Russell and I spent a bit of time playing around with Savage Worlds this weekend, both to entertain ourselves and to see how it would work as a replacement system for the D&D 3.5 campaign he ran last time he was in town (now that he’s seen it he has no desire to move to 4e, but 3.5 has a bunch of flaws that annoy him but he doesn’t feel like trying to fix now that it’s orphaned).

So we rolled up some characters (in a couple cases literally, using the SW:Fantasy Character Generator, the rest we just made up using the usual point-buy) and I ran him and Elyssa through most of a level of Under Xylarthen’s Tower.  Overall it went fairly well.  A couple of observations:

  • Chargen is not as fast as OD&D, naturally, but probably faster than 3e…and was getting faster as we got more used to it.  Most of the same sorts of decisions are there, but there are fewer options and modifiers.
  • For a dungeon crawl, monsters should be treated as Wild Cards unless they significantly outnumber the PCs.  I was running them as Extras (so one wound disposed of them and they didn’t get the Wild Die), and the party of 5 PCs was just running rough-shod over them.  As an experiment afterwards we went back and Russell and I reran the encounter with the two Giant Weasels, making the Weasels Wild Cards, and while the PCs still won handily, it took more than a round and they had to expend some effort; with better rolls, or if I had used more GM bennies the weasels might even have inflicted one or two wounds.
  • Even with the monsters as WCs, Novice Savage Worlds characters are more robust than OD&D 1st level; that’s probably a feature, not a bug.

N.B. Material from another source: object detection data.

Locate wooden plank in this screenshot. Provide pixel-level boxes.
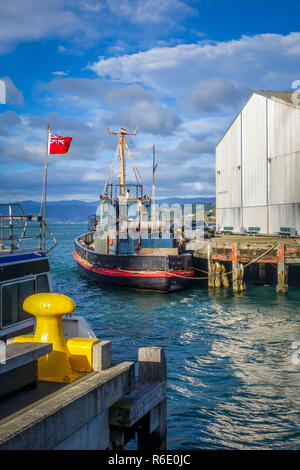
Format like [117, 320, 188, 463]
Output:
[0, 343, 52, 374]
[138, 347, 167, 450]
[93, 341, 112, 371]
[109, 382, 167, 428]
[0, 360, 37, 397]
[138, 346, 167, 383]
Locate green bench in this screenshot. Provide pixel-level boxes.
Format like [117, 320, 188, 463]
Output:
[247, 227, 260, 235]
[222, 227, 233, 233]
[277, 227, 297, 237]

There are a couple of rules I got wrong as we went, though nothing that really changed the outcome.  Still, it’s worth recording some of the stuff that I looked up in the FAQ afterward so I can use this post as a reminder:

  • When casting multiple Bolts, each Bolt gets 1 skill die, which counts as both the spellcasting and the to-hit die.  A Wild Card also gets a wild die, but only one for the set, and it can only substitute for one of the skill dice.
  • When firing into melee, a 1 on the skill die only counts as hitting an ally if the shot would miss; if you can turn the shot into a hit using the wild die, the fact you rolled a 1 doesn’t matter.
  • You only suffer a free attack against you for exiting melee if you were actually in melee (you’d made a Fighting roll against an adjacent opponent or vice-versa), not just for passing through a square that is “threatened.”  It really is different from Attacks of Opportunity.
  • You can move both before and after attacking, as long as you don’t exceed your Pace (or are willing to take the -2 penalty for performing an action on a turn when you ran).  That might trigger a free attack for withdrawing from melee, but again it’s different from Move then Attack in D&D.  This didn’t come up, but it makes popping out from cover, firing, and popping back a good strategy.

Since the dungeon crawl went reasonably well, we spent some time on Tuesday converting everybody’s characters from D&D 3.5 to Savage Worlds.  Mostly this was to see if we could do them justice without a lot of house rules; it’s no guarantee that Russell will actually elect to use Savage Worlds if we continue the campaign past the end of the current adventure.  Still, it was pretty easy to convert them using a couple of mechanical rules of thumb we came up with, paying no attention to the costs or prerequisites.  We took another pass, this time just making them up from scratch using the point-buy system, and actually was more satifactory, IMO.  Making decisions about what the character should have based on what seemed essential and useful to the concept, even if it wasn’t a one-for-one “he spent ranks in skill x, so he should have this die-size” just produced better, more distinctive and coherent, characters.

One thought on “Test Driving Savage Worlds

  1. For my money, Savage Worlds is the way to do fantasy. I just stumbled across Dungeons & Savages, which is a comprehensive, free supplement designed to bring your SW fantasy a little closer to 2nd. edition D&D. It ain’t D&D 3.5, but there might be some riffable material you could pilfer for your campaign. It’s just a google search away!